Differentiation in colorectal cancer
Nominating Supervisor: Walter Bodmer
Second Supervisor: Peter McHugh
Derangement of cellular differentiation is a key step in adenocarcinoma progression. Understanding this should provide novel targets for the development of new treatments, and new approaches to diagnosis and early detection.
We use an extensively characterised panel of more than 100 colorectal cancer (CRC) derived cell lines, together with organoid cultures from primary CRCs, for in vitro studies of the control of differentiation, and patient derived myofibroblast cell lines in co-culture with the CRC cell lines to mimic the epithelial microenvironment.
Our special interests are in the control of goblet cell differentiation and the interaction between myofibroblasts and epithelial cells.

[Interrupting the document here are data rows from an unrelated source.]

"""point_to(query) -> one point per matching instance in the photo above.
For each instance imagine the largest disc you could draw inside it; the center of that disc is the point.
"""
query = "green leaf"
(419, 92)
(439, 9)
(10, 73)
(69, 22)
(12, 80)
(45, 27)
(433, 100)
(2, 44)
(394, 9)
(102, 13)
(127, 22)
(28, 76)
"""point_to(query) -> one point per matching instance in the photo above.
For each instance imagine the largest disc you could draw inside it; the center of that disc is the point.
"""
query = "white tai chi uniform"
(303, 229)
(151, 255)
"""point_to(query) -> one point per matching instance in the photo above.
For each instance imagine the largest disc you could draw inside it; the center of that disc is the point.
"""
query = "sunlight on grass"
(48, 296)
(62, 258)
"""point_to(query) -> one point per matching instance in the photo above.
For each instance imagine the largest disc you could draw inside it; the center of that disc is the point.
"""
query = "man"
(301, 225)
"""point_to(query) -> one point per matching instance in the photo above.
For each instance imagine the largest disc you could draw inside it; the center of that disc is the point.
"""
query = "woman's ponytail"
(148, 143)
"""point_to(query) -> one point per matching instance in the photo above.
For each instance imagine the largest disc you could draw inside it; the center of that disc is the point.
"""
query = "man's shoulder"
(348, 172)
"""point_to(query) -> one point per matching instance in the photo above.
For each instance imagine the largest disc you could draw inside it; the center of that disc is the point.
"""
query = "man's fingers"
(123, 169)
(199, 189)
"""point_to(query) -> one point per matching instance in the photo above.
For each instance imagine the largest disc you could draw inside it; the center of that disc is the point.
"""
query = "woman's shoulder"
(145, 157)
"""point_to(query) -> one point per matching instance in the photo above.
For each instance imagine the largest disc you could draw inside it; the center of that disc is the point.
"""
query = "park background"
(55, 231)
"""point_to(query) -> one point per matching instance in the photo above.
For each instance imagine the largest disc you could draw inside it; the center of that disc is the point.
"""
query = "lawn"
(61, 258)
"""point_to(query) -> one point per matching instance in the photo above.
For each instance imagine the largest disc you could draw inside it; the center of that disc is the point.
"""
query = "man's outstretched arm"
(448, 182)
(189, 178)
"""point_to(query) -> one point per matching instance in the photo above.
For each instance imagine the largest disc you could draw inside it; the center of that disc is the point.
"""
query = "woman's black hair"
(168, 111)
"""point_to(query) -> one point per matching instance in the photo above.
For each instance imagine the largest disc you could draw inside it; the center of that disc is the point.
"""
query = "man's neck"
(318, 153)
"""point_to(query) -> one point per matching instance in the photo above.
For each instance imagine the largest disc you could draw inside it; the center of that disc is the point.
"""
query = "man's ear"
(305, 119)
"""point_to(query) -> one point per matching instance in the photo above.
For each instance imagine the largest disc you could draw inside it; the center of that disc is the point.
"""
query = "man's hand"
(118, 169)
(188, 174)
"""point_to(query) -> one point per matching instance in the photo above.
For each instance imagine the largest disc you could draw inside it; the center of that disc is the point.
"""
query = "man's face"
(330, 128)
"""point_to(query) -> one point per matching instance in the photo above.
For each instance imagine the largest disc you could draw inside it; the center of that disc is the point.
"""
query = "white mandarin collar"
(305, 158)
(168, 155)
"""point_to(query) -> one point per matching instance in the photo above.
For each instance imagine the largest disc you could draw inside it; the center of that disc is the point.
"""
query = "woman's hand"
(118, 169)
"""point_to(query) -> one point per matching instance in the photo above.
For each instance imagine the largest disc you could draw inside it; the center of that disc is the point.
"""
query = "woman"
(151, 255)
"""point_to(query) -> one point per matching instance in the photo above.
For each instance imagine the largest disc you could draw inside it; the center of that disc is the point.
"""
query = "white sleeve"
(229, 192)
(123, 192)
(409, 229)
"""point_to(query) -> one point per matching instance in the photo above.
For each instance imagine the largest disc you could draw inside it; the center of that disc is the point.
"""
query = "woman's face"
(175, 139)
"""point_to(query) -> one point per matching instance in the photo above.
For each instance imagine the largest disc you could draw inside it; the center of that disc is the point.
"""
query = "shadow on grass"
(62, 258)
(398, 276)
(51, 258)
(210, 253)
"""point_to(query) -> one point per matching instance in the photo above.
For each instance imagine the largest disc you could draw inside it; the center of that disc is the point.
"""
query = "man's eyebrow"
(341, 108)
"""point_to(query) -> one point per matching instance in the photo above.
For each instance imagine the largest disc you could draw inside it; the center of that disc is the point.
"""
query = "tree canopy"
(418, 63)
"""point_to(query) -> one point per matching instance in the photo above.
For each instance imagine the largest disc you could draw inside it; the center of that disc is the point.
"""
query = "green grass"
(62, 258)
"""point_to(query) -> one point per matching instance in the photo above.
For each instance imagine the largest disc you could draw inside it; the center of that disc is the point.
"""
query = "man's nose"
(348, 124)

A combination of extensive cellular, molecular and immunological techniques with exposure to
statistical bioinformatics approaches to data analysis and modelling. Also, opportunities to work
with fresh human biopsy material for organoid production and to be involved in considerations of
clinical applications for treatment of colorectal and other cancers.
Neil Ashley, Trevor Yeung and Walter F Bodmer (2013) Stem cell differentiation and lumen
formation in colorectal, cancer cell lines and primary tumours. Cancer Res; 73(18); 5798–809.
Hsia L, Ashley N, Ouaret D, Wang L, Wilding J, Bodmer W F.(2016) Myofibroblasts are
distinguished from activated skin fibroblasts by the expression of AOC3 and other associated
markers. Proc Natl Acad Sci U S A 113(15):E2162 - 2171.
Marina Bacac et al (2016) A Novel Carcinoembryonic Antigen T-Cell Bispeciﬁc Antibody (CEA TCB) for
the Treatment of Solid Tumors. Clinical Cancer Research. Published On line First February 9, 2016.